Important: If you use tune/untune, you should provide each with the mask, or the solid background will seriously distort the palette. The calls are:
img = pm.tune(orig_img, img, mask) mos = pm.untune(mos, img, orig_img, mask)
Sometimes, fully untuing looks too harsh. You can hedge by setting
amount to some value less than 1.
mos = pm.untune(mos, img, orig_img, mask, amount=0.4)
Tile matching and repetition
This is how tile images are chosen:
- Images are rated by their closeness to the target tile. Technical details: "Closeness" is Euclidean distance in Lab color space, which is a good proxy to perceived color difference. The distance is measured separately for each of the four quadrants of the tile and then averaged.

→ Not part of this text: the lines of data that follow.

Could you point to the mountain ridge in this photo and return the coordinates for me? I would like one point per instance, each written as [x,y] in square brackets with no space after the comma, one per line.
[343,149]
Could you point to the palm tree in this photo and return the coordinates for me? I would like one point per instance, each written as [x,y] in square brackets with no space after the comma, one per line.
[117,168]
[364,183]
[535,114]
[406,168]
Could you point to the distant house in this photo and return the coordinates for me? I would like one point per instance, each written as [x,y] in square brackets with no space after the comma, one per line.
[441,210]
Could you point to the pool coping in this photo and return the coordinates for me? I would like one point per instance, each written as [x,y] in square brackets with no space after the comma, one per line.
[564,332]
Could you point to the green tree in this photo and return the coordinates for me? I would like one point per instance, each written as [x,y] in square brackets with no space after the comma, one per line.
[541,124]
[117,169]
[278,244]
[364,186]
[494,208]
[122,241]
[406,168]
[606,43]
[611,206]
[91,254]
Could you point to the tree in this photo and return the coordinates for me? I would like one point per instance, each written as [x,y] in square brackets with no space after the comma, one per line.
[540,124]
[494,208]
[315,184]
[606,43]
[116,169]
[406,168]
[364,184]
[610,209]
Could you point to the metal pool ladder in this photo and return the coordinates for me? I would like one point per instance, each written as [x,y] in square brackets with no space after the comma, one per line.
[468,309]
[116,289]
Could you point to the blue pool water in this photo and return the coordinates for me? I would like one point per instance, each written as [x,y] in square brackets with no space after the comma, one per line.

- Ratings are adjusted randomly by up to 2.3, which is the "just-noticeable difference" in color determined by experiments. Thus, if one match is much better than the others, it will be chosen, but if there are many good candidates, one is taken at random.
- An image's rating is downgraded in proportion to the number of times it has already been used.
To adjust the random component, use
tolerance, which sets the maximum random ratings bump in units of JND, just-noticeable difference.
To specifically suppress repetition, increase the penalty for reuse. The parameter is
usage_penalty. Its default value is 1, in the units of JND.
pm.mosiac(tiles, tolerance=0.5, usage_penalty=3)
P.S. If you use multiscale tiles, you should let the smaller tiles repeat with impunity. By default, the usage limit only applies to original tiles than their immediate children. There is a parameter for this,
usage_impunity=2, but unless you have a giant image pool, I wouldn't change it.
For a looser, even more scattered effect (imitating some works by this artist) you can tweak and size and location of the tiles.
Pad images to optimize lightness
If a tile is shrunk in place, it reveals the background color behind it. Suppose our mosaic has a white background. Matches that are a little darker than the original image can be shrunk to affect lightness, crudely.
pad feature shrinks images in proportion to this lightness discrepancy. For a white background (the default) set pad to a positive number around 1.
mos = mosiac(tiles, pad=1)
To set the background to black and pad images that are too bright:
mos = mosaic(tiles, background=(0, 0, 0), pad=-1)
To make padding more dramatic, set
pad with a higher absolute value.
Scatter image placement
To place image randomly within a window around their original location, turn on scattering. Specify the window's margin in pixels.
mos = mosaic(tiles, scatter=True, margin=10)
Tiles are "shuffled" before they are placed into the image, so the overlapping is nicely disordered, not top-to-bottom or left-to-right.
Pad & Scatter
Finally, if you turn on
pad but leave
margin to its default value of 0, each padded tile will be placed randomly off-center within its own padding, but it will not leave that box to overlap with other tiles. Unpadded tiles will not shift at all.